Policjanci zatrzymali 44-latka podejrzanego o kradzieże z włamaniem. Musieli wyciągać go spod łóżka. Mężczyźnie grozi do dziesięciu lat więzienia. Pokrzywdzeni oszacowali swoje straty na blisko 23 tysiące złotych.
Od czerwca do końca października w podbiałostockim Wasilkowie doszło do pięciu kradzieży. Ofiarą jednej z nich padł właściciel domu jednorodzinnego. Sądził, że ukrywa klucze w bezpiecznym miejscu na zewnątrz budynku. Kryjówkę wypatrzył jednak złodziej, który włamał się do domu aż trzy razy. Jego łupem padły pieniądze – blisko 15 tys. zł.

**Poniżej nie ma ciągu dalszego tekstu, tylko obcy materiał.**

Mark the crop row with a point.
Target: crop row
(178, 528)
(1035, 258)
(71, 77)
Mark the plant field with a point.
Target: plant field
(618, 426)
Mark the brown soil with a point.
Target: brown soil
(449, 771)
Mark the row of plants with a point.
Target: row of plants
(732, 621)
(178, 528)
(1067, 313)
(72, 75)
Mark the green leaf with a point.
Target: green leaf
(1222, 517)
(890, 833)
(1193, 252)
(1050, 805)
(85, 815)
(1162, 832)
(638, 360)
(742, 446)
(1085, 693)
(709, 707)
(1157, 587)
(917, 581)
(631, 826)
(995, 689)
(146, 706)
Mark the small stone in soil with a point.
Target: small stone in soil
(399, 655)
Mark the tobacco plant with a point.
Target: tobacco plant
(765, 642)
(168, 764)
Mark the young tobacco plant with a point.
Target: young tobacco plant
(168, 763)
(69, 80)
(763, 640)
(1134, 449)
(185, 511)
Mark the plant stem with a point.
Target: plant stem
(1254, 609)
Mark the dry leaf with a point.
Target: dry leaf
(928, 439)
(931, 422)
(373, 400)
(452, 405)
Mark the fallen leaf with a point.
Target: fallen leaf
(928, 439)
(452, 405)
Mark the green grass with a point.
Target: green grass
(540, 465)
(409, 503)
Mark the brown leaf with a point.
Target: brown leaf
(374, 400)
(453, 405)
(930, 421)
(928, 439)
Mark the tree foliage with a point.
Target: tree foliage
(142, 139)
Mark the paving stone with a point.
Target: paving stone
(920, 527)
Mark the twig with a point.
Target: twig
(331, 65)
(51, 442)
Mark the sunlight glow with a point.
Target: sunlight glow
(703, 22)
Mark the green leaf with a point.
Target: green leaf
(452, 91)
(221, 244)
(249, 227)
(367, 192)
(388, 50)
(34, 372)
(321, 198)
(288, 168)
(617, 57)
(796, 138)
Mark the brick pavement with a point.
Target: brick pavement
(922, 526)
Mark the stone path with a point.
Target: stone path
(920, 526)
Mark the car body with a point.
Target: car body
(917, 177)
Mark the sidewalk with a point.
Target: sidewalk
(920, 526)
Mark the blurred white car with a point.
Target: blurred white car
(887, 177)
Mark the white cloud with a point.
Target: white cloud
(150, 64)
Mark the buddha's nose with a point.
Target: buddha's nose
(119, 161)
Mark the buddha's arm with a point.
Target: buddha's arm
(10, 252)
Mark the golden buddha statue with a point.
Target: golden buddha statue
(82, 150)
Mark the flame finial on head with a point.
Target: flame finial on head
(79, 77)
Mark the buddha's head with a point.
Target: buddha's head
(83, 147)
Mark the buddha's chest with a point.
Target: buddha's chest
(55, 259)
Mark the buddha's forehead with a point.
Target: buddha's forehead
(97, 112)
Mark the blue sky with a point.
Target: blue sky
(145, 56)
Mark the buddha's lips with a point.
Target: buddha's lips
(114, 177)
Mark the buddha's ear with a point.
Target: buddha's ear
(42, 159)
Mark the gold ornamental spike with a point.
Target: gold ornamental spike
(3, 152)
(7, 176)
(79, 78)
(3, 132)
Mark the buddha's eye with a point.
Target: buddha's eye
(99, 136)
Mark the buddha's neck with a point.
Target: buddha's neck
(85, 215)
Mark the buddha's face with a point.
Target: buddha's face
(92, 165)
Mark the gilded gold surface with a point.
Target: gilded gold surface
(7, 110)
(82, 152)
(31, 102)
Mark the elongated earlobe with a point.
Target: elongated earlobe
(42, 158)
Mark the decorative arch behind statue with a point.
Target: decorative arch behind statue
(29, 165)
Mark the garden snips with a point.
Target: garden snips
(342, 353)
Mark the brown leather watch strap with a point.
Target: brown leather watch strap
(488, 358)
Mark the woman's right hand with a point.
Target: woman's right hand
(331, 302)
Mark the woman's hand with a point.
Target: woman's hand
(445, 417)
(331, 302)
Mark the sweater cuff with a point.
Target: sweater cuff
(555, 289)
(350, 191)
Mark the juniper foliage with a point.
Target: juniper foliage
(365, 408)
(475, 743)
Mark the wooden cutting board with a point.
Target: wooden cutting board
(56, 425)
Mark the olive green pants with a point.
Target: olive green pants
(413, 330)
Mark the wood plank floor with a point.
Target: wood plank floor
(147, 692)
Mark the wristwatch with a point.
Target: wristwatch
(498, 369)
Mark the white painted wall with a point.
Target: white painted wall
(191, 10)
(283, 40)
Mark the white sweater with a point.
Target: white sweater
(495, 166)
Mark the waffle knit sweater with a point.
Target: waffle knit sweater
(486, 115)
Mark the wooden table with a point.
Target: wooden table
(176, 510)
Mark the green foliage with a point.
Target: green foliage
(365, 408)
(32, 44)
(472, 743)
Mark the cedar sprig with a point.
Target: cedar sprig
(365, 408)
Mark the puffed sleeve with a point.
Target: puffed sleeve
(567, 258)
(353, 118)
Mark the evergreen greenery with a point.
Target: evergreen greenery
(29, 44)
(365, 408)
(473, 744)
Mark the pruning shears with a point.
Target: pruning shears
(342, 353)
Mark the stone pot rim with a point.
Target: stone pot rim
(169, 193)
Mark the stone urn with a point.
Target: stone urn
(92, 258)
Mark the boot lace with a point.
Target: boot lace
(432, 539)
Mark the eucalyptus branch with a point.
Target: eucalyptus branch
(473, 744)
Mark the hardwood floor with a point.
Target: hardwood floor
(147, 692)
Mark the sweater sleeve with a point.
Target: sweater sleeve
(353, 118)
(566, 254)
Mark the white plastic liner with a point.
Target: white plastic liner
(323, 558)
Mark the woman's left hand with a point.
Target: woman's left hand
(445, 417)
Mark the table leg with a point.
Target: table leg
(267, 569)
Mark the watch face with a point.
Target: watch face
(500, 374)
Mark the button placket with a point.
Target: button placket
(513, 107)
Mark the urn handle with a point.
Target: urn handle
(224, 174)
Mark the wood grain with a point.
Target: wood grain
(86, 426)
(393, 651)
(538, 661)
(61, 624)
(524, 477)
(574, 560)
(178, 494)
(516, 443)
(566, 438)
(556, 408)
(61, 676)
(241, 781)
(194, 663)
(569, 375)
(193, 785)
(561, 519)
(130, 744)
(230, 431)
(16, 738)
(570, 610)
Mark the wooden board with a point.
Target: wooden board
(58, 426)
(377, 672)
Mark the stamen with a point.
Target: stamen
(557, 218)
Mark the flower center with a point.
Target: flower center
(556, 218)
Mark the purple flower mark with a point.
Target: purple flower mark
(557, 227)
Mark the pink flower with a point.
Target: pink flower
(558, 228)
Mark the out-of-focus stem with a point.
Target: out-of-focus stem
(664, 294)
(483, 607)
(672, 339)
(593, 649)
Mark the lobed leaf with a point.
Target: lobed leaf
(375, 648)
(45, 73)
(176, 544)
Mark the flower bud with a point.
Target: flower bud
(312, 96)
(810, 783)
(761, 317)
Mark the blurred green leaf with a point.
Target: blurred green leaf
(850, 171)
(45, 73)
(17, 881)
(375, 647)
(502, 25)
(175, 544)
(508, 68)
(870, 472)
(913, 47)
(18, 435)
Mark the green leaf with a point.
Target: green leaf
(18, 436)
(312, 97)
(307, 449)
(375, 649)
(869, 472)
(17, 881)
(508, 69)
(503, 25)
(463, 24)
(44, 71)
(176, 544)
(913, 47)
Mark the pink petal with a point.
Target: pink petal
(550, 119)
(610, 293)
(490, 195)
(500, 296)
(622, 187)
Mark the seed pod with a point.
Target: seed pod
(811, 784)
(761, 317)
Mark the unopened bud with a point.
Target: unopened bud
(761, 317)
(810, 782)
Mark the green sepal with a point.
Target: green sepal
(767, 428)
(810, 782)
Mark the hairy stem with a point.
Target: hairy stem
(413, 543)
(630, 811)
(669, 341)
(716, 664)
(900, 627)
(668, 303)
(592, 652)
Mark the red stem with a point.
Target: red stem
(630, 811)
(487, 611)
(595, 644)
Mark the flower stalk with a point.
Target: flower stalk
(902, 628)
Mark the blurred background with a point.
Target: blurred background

Do kolejnych dwóch kradzieży doszło w lokalu gastronomicznym na terenie Wasilkowa. Tym razem włamywacz zabrał elektronarzędzia. Między innymi pilarkę, szlifierkę oraz piłę szablastą. Właściciel oszacował straty na ponad 8 tys. zł.
Ukrył się pod łóżkiem
Śledczym udało się ustalić tożsamość podejrzanego i ustalić, że wynajmuje mieszkanie na jednym z białostockich osiedli. Mundurowym drzwi otworzył przybyły na miejsce właściciel lokalu. W środku policjanci odnaleźli 44-letniego podejrzanego. Schował się przed nimi pod łóżkiem.
Mężczyzna trafił od razu do aresztu. Usłyszał pięć zarzutów kradzieży z włamaniem. Grozi mu do dziesięciu lat więzienia. Policji udało się już odzyskać część skradzionych przedmiotów.